Why Pixar's Up could only have been a 3-D movie

Josh Hollander, director of 3-D production for Disney/Pixar's Up, told SCI FI Wire that he worked closely with director Pete Docter to integrate the use of 3-D into the film to enhance the narrative rather than simply to provide a cheap thrill for the audience.

"We really want to protect the integrity of our movie-making process and integrate 3-D in a subtle and nuanced way—an intentional way, if you get my meaning," Hollander said in an exclusive telephone interview last week. "So Pete's very savvy, and I don't think we altered the mono production drastically to make things play better in 3-D, mostly because we don't want to make a movie to sell 3-D, we want to use 3-D to tell our story. He envisioned what he wanted the story to be, he envisioned what he wanted the look to be, and then he, working together with us, envisioned how to use 3-D in that process."

In the film, Carl Fredricksen (Ed Asner) has spent years mourning his late wife, growing older, angrier and lonelier with each passing day he spends in the house in which they lived together. When he's threatened by developers, the 78-year-old former balloon salesman uses thousands of balloons to lift his house into the air ... and all the way to wilds of South America. Along for the ride—accidentally—is Russell (Jordan Nagai), an eager-beaver scout who's 70 years Carl's junior. And together they embark on the kind of adventure Carl and his wife long dreamed of experiencing.

Hollander and Up stereoscopic supervisor Bob Whitehill spoke exclusively to SCI FI Wire about the process of designing Up, in both two and three dimensions, as well as redesigning Toy Story and Toy Story 2 in 3-D for their theatrical re-release later this year. The following is an edited version of those interviews. Up opens May 29.

Talk about the differences in engineering a film in 3-D during production, such as you are with Up, as opposed to retrofitting 3-D on an existing work, like you're doing with Toy Story.

Hollander: Well, first of all, it's such a beautiful story, it's such a well-told story, it's such an emotional story, it's so visually engrossing that we really see 3-D—what we say, "just"—as just another tool in the toolbox for our filmmakers. We're able to envision early on how to use that tool to support the story we're telling.

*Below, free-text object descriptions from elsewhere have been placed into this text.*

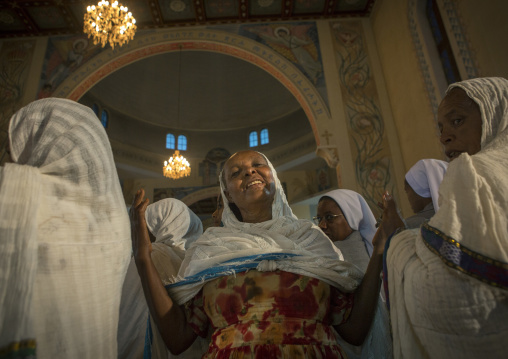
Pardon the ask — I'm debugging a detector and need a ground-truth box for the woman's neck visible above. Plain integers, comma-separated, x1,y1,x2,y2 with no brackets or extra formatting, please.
240,206,273,223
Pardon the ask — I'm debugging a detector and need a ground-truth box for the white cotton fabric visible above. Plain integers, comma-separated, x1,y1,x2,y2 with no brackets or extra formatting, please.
118,198,206,359
0,98,131,358
405,159,448,210
168,152,364,305
321,189,377,257
387,77,508,359
146,198,203,285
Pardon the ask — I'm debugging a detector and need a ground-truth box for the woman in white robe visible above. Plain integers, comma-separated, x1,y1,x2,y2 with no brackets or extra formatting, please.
382,77,508,359
0,98,131,358
403,159,448,229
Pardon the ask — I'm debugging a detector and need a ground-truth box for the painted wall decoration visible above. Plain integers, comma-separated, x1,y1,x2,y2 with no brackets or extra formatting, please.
38,35,102,99
331,20,396,214
0,39,36,131
199,147,230,186
238,22,328,105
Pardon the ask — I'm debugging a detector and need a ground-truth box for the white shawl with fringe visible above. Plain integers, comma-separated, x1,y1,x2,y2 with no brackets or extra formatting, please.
387,77,508,359
0,98,131,359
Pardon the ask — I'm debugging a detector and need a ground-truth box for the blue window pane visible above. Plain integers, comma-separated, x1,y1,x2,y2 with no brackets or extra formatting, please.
426,0,442,44
177,135,187,151
92,103,99,117
440,49,458,84
166,134,175,149
260,128,269,145
100,110,108,128
249,131,258,147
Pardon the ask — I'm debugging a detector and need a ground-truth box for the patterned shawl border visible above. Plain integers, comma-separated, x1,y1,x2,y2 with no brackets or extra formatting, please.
421,222,508,290
0,339,36,359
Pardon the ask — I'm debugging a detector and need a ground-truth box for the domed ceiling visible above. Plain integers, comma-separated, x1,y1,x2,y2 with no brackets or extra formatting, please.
86,50,302,131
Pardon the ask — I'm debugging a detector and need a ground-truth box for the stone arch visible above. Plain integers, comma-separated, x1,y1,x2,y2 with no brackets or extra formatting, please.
53,28,332,150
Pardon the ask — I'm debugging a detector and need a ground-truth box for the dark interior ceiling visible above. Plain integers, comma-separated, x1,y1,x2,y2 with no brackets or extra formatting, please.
0,0,375,39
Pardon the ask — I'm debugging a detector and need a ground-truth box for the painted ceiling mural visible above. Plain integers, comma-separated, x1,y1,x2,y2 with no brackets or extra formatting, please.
0,0,375,39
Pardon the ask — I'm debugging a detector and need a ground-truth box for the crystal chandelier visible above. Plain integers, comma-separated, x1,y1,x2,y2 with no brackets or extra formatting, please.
163,150,191,179
163,45,191,180
83,0,137,49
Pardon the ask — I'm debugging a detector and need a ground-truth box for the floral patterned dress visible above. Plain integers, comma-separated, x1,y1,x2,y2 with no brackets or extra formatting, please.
184,270,354,358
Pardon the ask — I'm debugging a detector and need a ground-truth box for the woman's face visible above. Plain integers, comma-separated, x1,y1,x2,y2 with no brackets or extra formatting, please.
316,198,353,242
438,88,482,160
212,194,223,227
223,151,275,215
404,180,432,214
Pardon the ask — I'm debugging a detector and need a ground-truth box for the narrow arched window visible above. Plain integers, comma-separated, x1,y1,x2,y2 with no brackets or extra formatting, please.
426,0,460,84
260,128,269,145
100,110,109,128
177,135,187,151
166,134,175,149
249,131,258,148
92,103,99,117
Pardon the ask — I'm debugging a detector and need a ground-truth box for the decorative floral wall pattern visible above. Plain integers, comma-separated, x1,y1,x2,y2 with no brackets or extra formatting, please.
331,20,396,214
0,39,36,133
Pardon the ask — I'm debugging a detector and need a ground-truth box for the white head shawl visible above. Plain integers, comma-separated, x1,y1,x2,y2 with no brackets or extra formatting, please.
0,98,131,358
145,198,203,250
145,198,203,284
320,189,376,256
429,77,508,263
168,151,364,305
405,159,448,211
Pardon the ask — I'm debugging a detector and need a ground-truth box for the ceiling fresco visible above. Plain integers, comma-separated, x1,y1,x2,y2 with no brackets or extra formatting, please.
0,0,375,38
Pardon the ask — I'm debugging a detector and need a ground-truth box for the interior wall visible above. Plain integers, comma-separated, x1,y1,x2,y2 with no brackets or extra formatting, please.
370,0,444,174
452,0,508,78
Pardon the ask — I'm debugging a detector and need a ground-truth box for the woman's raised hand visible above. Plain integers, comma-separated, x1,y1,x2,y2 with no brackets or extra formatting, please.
130,189,152,262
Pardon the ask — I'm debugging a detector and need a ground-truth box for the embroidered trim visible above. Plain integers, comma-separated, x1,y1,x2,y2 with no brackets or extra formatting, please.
0,339,36,359
421,222,508,290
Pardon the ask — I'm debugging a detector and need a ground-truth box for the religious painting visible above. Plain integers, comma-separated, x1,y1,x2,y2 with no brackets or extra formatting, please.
38,35,102,99
331,20,396,215
199,147,230,186
237,22,328,106
0,39,36,132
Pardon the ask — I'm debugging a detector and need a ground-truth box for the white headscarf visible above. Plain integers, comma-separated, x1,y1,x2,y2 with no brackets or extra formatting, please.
321,189,377,256
429,77,508,263
405,159,448,211
168,151,364,305
118,199,205,359
145,198,203,250
0,98,131,358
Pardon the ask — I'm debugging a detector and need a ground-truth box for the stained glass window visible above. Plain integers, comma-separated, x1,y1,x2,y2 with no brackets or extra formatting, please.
260,128,269,145
177,135,187,151
426,0,461,84
249,131,258,147
166,134,175,149
100,110,108,128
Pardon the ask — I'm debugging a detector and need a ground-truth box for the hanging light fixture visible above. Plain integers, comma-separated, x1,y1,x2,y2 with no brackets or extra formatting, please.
163,45,191,180
83,0,137,49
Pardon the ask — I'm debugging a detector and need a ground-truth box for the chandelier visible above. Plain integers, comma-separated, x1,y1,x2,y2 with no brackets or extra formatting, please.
163,45,191,180
163,150,191,179
83,0,137,49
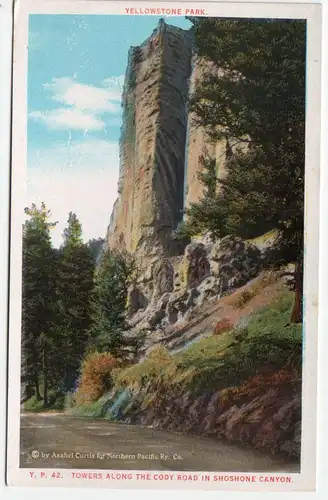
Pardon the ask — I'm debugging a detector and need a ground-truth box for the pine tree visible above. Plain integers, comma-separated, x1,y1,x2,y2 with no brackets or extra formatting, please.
22,203,59,407
184,18,306,323
181,154,224,239
90,249,137,358
87,237,105,264
57,212,95,390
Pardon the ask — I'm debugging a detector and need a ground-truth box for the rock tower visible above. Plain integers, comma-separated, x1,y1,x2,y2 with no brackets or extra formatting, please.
106,20,193,267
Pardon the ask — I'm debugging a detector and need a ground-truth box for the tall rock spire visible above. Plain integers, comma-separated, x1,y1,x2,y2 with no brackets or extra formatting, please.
106,23,193,267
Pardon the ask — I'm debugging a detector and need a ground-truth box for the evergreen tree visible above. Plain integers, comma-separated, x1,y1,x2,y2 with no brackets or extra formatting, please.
57,212,95,390
184,18,306,323
181,154,224,239
22,203,59,407
87,237,105,264
90,249,137,358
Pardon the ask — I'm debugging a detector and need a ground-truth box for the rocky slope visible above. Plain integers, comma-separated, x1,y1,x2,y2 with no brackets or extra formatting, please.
125,234,264,352
73,272,301,462
110,374,301,461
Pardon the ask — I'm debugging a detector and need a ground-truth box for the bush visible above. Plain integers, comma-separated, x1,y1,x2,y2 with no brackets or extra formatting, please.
213,317,233,335
24,387,66,412
75,352,118,405
115,345,174,388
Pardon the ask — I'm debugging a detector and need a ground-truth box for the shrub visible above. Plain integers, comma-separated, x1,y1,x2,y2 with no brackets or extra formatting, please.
75,352,118,405
115,345,174,388
213,317,233,335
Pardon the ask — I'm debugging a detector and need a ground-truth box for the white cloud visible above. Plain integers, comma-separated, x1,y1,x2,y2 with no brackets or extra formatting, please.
43,77,122,113
30,108,105,131
27,139,119,247
30,75,124,131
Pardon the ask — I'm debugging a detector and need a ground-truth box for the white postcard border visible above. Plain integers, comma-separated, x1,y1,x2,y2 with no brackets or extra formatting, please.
7,0,322,491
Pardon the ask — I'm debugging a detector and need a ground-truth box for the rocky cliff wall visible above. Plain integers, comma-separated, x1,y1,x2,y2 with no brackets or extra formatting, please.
106,20,192,267
105,22,249,269
184,57,228,210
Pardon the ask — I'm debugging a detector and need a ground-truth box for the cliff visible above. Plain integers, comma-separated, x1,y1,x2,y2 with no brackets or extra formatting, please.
184,57,227,210
106,20,193,268
105,21,239,268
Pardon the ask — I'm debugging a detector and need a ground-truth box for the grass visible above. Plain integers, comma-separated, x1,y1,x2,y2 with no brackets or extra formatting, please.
70,400,104,418
113,290,301,397
24,391,66,412
71,289,302,422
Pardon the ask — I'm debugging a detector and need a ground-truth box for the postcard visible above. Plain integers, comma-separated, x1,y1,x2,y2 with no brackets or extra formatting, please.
6,0,322,491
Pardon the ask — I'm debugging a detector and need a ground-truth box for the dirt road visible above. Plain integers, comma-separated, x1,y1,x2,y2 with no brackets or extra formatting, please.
20,413,299,473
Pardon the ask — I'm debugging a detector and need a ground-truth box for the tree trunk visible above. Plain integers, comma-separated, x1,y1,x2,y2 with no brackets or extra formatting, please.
290,262,303,324
43,347,48,409
34,375,42,401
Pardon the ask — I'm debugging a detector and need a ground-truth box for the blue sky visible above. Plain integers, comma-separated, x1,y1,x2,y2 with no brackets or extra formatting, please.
27,14,191,246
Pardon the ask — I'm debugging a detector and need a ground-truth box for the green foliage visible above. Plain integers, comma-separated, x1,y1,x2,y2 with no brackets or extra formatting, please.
62,212,83,248
90,249,141,358
56,212,95,391
22,204,144,411
87,237,105,263
115,345,173,388
179,155,225,239
24,387,65,412
22,203,60,407
115,291,301,398
22,206,96,407
24,395,46,412
184,18,305,267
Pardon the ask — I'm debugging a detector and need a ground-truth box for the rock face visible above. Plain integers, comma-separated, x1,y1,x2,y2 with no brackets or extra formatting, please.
103,20,273,355
210,236,262,295
104,21,254,273
126,235,264,338
97,373,302,461
106,20,192,267
183,242,211,288
184,57,228,210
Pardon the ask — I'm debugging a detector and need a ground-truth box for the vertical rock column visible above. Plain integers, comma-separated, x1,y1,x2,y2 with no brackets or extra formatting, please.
107,21,192,267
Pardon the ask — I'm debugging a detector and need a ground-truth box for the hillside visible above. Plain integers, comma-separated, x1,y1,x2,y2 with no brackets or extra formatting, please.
71,270,302,462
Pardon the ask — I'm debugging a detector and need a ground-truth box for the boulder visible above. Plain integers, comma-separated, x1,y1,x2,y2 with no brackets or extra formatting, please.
183,242,211,289
196,276,220,306
144,293,171,330
210,236,261,295
166,290,189,324
152,259,174,301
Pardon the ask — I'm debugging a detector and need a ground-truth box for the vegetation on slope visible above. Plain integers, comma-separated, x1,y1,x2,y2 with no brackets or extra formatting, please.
71,289,301,421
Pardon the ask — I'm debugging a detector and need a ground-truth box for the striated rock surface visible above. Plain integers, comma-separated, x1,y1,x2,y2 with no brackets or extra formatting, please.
106,20,192,267
97,371,301,461
184,57,228,210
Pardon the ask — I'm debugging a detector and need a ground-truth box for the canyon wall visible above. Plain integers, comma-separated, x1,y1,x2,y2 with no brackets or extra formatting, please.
184,57,228,211
106,21,236,266
106,20,192,267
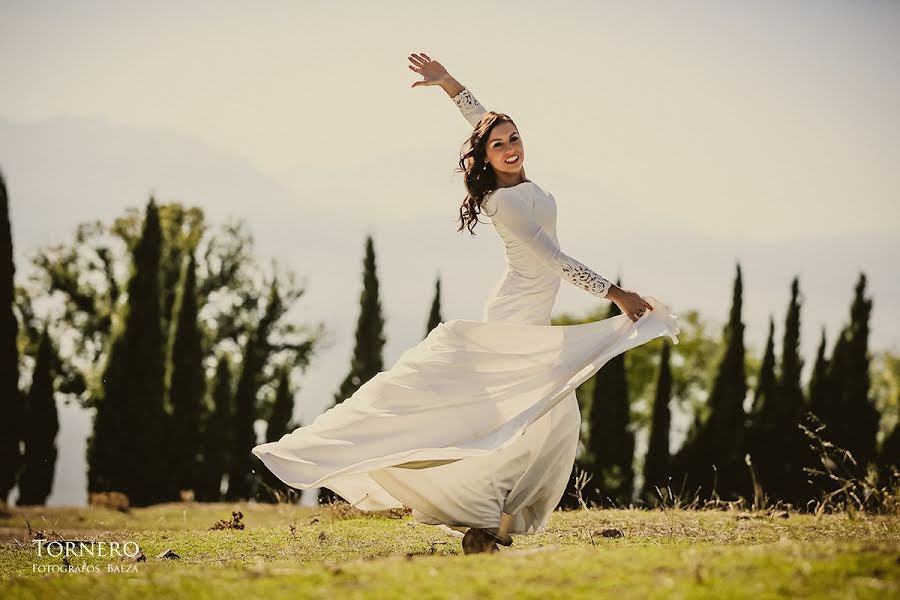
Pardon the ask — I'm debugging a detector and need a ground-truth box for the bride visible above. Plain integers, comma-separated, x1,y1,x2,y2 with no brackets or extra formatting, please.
252,52,679,554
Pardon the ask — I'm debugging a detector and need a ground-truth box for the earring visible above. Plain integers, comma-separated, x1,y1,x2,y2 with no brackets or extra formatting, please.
482,162,488,170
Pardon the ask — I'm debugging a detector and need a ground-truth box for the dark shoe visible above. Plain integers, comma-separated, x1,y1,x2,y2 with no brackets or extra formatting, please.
461,528,499,554
482,527,513,546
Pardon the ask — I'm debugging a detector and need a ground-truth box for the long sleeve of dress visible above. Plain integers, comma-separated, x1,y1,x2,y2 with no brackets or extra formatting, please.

On Toy Story, obviously, it was released 14 years ago, and obviously we didn't envision the use of 3-D in the telling of that story originally, so the challenge on the Toy Story project was just to go back through the movie, and Bob Whitehill sits with John Lasseter, and he talks through how to use 3-D to support that story. As a studio, we only use 3-D to support the emotional moments, to support the story, so we've gone back through the story to envision how to use it.

But on Up we can actually take a more proactive approach at that, so Bob sat with Pete Docter, the director, and the layout supervisor, who is kind of supervising the composition of the film in mono, to determine how to use 3-D in that way.

Bob, are there any specific examples of shots or sequences that you retooled to work better or more clearly for audiences seeing the films in 3-D?

Whitehill: Up unfolded so brilliantly for 3-D that we were very fortunate that there were really few instances of what I would call problems or discrepancies between the mono version and the 3-D version. For instance, they used a lens palette that had normal to wide lenses. Now, if you used long lenses, that collapses space and flattens out characters, and it can adversely affect the 3-D, but luckily they mostly avoided those. If you use lenses that are too wide, you're sort of using the lens to connote depth when you don't need to in 3-D, and it sort of exaggerates that feeling of depth. So a room will start to feel like a basketball gym.

Of course, on a 3-D film you want to have expanses—like big, open spaces, like on top of the tupuis [table-top mountains], for instance—to really feel that depth, and you can have the same stereo parameters at the distance of a waterfall on top of a tupui or a wall at the back of a room. The exact same parameters will feel very different because, naturally, visually, we're thinking that tupui waterfall is just that much further away from the wall of a room. That was another way that Up worked so well and sort of fell into 3-D very naturally and very gracefully, because of all of the amazing vistas. And the big battle at the end, the ground being so far away from the clouds. So we really were fortunate in many ways that the filming style of Up lent itself so well to 3-D that we had little or very few problems that you would want to change anything.

Would you say the challenges were the same on the Toy Story films?

Hollander: Yeah, I would. Although, again, it's a separate process from our filmmaking process. On Up, it was able to be integrated as part of the filmmaking process, and on Toy Story the films already exist and the story exists, the camera angles, so we're adding 3-D to an already established product, so it's not quite as organic as it is on an active production.

But with that said, we know these characters so well, we know these images so well, we can run the entire movie from memory, so it's more organic than we might think it would have been. We're not taking an old product and just "adding 3-D to it"; we're actually able to really figure out how to use 3-D, when to push it out, when to flatten it and how to support the emotional moments that we're all so familiar with and add a new dimension and make it worthwhile for people to come back to the theater to see it.